Encontrar esa leyenda en una bolsa de plástico me produjo una alegría infinita. Si aquel objeto no se trataba de un juguete, y ni tan solo era apto para niños, debía tratarse de un objeto adulto. Me trasladaría de mis insulsos 4 años a un nuevo mundo plagado de interesantes conversaciones.
Sí. Mil veces sí.
Arrugué la bolsa y la introduje en mi bolsillo, para dirigirme a continuación hacia la salita, donde mis padres conversaban animadamente con unos amigos. Esperé una mirada distinta en ellos, alguna exclamación, una invitación a charlar... nada, ni repararon en mi.
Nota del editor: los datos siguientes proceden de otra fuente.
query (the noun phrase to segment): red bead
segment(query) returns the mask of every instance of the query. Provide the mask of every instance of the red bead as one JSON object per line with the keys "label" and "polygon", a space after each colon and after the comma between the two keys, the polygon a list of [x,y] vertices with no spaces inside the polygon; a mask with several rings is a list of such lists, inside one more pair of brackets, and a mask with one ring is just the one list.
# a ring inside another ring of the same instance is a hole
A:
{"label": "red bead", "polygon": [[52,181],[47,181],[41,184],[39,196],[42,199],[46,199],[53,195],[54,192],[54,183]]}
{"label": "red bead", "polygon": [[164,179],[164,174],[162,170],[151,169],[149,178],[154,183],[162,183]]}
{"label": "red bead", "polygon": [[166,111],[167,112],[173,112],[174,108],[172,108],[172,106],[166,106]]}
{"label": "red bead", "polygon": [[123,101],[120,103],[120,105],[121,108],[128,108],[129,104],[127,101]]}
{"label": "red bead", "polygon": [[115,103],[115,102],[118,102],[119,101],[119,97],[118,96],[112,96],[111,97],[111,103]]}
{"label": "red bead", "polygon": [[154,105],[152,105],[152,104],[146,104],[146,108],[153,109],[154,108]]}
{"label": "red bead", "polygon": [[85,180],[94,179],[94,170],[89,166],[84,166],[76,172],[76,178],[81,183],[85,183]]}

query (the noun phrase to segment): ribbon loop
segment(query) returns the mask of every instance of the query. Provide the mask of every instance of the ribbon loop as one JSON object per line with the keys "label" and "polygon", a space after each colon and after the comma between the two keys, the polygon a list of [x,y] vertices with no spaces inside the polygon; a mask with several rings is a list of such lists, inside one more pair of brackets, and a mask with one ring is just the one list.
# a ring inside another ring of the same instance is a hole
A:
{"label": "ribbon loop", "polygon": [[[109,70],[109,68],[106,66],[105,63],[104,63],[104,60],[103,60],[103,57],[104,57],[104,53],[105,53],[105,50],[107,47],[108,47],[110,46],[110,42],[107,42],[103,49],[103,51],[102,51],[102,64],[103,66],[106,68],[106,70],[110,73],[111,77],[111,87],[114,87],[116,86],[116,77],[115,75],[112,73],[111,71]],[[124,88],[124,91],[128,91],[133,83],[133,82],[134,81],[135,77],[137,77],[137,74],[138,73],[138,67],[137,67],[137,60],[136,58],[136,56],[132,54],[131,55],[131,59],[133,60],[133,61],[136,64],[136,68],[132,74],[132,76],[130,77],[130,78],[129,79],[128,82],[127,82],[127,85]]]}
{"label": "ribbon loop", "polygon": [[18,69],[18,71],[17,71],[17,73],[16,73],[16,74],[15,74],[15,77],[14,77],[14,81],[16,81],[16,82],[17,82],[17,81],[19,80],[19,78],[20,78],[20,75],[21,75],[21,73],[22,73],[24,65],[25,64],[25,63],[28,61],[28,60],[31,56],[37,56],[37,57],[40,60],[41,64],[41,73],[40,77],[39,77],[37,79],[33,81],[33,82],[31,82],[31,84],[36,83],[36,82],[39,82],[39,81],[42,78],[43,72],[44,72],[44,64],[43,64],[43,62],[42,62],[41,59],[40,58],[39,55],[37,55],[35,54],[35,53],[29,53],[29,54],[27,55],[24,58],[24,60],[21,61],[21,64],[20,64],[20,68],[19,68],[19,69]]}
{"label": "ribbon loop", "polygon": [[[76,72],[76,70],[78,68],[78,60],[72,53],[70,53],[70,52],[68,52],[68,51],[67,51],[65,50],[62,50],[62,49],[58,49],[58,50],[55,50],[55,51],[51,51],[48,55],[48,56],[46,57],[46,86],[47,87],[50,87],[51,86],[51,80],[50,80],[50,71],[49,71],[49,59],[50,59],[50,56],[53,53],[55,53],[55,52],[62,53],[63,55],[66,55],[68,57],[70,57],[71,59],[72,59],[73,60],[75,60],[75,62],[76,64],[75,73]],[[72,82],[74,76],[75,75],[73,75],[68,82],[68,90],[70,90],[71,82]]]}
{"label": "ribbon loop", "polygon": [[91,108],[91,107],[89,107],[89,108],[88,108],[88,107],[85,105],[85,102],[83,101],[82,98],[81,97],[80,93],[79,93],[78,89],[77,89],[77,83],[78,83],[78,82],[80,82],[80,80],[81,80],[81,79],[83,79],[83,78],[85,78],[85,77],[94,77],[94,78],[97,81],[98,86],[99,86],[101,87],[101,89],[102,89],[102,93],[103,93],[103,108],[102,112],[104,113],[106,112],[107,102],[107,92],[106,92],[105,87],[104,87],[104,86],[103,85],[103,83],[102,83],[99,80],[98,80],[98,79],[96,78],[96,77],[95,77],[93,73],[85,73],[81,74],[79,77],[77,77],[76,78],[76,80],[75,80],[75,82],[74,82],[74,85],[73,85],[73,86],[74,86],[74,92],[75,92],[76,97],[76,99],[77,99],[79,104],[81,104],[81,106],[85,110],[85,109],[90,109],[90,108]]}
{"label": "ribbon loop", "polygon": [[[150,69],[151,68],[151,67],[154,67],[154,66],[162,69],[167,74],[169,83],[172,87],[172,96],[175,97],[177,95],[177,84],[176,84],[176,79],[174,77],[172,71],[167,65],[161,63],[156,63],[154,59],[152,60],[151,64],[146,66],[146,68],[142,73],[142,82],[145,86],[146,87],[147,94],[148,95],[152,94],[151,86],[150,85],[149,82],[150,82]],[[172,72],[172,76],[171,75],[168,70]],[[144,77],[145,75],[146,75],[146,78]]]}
Volví a mi cuarto.
Algo fallaba. Quizá la bolsa no debía estar arrugada. La estiré, la llevé en la mano, en los zapatos, en la ropa interior, la dejé encima de la mesa. De pronto lo vi claro. Mis padres siempre se fijarían en mi cara, para seguir etiquetándome como niño. Para que esto cambiara, debía colocármela en la cabeza. Y aquí acaba la historia, creo. Sí, dejé inmediatamente de ser un niño. Y mis padres me hicieron más caso del que nunca hubiera soñado. Qué cosas.